Monday, September 19, 2016

Daniel Shteremberg's Reading Response "The Life and Death of Media"

            Bruce Sterling has an interesting concept of what it means to kill a medium. For him killing a medium is a simple as moving on to something better, stronger, faster, and more portable but I believe that this is evolution not death. Evolution is a necessity in the world which without we wouldn’t be here creating art we would most like be outside trying to survive. The reason we can create art is because we have evolved into a species that can spend our days creating and not having to worry about survival as much. The evolution in medium isn’t necessarily about survival but more about helping us get work and art done faster and better. Think about it as the evolution of painting techniques going all the way back to simple cave paintings that tell the stories of the artist to today’s photorealism and abstract drawings which have gotten better as time goes on. Does that mean that cave drawings are a dead medium just because we evolved into something better and more impressive?

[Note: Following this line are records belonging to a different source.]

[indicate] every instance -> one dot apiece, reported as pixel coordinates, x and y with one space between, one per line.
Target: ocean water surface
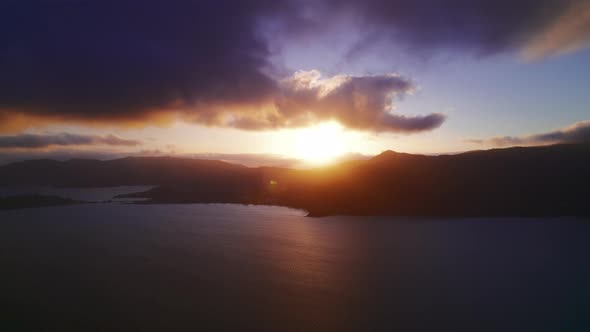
210 267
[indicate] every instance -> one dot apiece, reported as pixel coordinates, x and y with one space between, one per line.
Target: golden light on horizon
320 144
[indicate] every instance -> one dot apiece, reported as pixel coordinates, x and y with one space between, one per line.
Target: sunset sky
272 82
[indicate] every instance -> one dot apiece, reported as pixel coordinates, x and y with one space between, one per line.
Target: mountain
525 181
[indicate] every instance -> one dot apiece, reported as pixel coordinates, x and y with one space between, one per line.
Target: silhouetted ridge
531 181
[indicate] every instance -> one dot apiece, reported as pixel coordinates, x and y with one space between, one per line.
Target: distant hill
531 181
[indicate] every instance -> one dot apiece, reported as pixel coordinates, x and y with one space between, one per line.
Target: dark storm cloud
30 141
132 62
538 28
357 102
576 133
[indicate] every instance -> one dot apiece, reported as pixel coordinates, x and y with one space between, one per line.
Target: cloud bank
30 141
306 98
576 133
131 63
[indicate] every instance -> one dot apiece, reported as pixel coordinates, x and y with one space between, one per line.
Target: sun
321 144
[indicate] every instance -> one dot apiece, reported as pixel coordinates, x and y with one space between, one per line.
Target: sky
264 82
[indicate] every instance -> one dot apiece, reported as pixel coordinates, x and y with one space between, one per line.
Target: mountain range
521 181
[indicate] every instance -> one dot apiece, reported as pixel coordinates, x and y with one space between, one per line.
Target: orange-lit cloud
31 141
567 33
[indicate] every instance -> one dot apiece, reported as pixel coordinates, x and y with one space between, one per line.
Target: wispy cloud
176 61
31 141
576 133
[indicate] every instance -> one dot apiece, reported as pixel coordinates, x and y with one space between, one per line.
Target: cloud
568 33
576 133
306 97
131 63
539 28
30 141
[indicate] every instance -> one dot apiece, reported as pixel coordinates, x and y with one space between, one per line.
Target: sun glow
321 144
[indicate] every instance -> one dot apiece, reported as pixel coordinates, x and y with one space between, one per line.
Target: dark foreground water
123 267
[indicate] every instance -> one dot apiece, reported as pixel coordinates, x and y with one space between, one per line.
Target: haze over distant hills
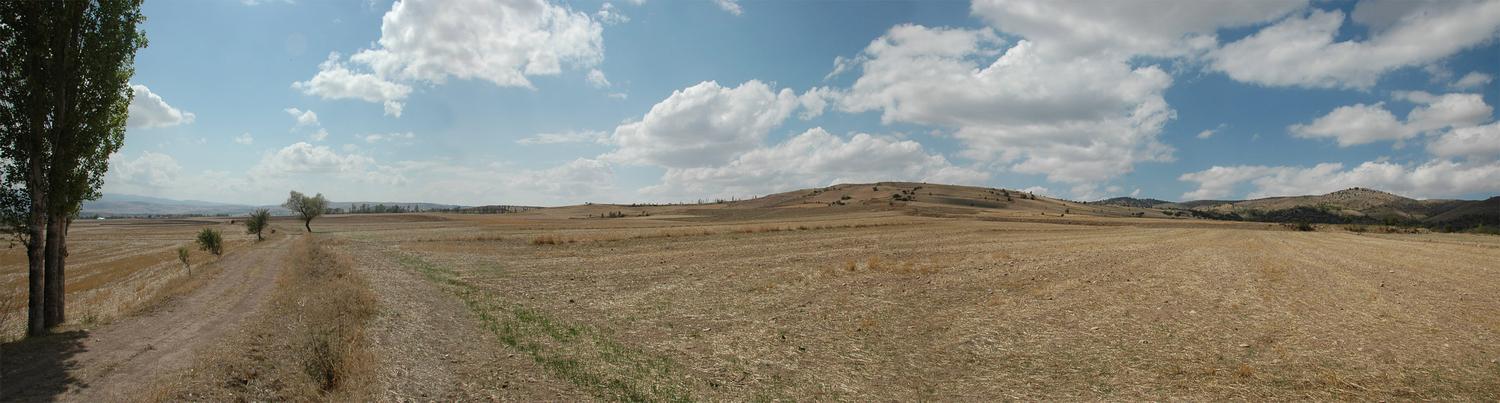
134 205
1349 205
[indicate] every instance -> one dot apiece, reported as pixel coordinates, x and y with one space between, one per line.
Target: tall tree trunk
35 255
53 304
65 77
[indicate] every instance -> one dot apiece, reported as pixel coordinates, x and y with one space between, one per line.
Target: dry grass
951 309
114 270
308 345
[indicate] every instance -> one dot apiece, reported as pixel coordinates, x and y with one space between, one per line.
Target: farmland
797 298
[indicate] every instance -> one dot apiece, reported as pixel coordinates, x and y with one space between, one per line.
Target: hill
1350 205
1131 202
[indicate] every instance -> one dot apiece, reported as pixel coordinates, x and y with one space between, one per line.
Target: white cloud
141 176
1434 179
1125 29
1478 143
564 138
149 110
303 158
704 125
431 41
1371 123
810 159
1301 50
501 42
336 81
1355 125
387 137
1472 80
575 182
305 119
1076 120
609 14
732 6
597 78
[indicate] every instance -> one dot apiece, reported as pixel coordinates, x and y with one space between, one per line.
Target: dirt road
114 361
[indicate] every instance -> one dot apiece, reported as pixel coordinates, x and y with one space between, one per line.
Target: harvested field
114 267
957 309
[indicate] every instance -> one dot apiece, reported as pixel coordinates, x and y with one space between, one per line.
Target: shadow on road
39 369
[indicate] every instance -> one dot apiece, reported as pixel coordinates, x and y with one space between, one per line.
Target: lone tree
258 222
65 71
210 240
306 207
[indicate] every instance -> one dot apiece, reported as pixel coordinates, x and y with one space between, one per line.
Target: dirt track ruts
114 361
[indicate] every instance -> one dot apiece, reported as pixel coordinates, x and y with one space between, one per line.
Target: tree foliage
306 207
257 222
210 240
65 71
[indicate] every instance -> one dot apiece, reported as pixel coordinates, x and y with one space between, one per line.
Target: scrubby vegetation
210 240
309 345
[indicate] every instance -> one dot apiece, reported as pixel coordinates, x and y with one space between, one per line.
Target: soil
114 361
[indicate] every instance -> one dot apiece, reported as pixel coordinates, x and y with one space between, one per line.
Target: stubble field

            He mentions the evolution of cinema as death vacuum of media specifically calling Edison’s Kinetoscope which didn’t die because of what he says is contingency, it died because it obviously impractical. In order to fill any set Edison’s production company had to move the entire set instead of the camera because it was so massive that it was obvious that a lighter more portable option like the Lumiere brothers would beat it in competition. Another example he gives is the Incan records, which I will admit didn’t die because of it being inferior but instead died because the people using it weren’t as advanced as the invading forces. However, he mentions a lot of examples of what it was used for yet also mentions that no one can read them now, which makes me question how he knows what they were used for. Somehow he plays them as better than books and that might have been the case but it seems as though it is the same just with a different delivery of it, which no longer makes it dead but rather a pre-evolved form.


Lastly he talks about all the dead computers, mainframes, and operating systems that we have created and thusly killed, which again wasn’t death but evolution. In order for evolution to work there must be a lot of failures beforehand but that doesn’t mean it’s dead but just moved on to something better or something we think will be better, like the Apple Lisa which paved the way for the GUI operating systems we have today. Also unlike species evolution with media when it evolves it doesn’t mean its unusable artist go back to the pre-evolved version of media all the time in order to create new pieces and enthusiast love getting those “dead” media.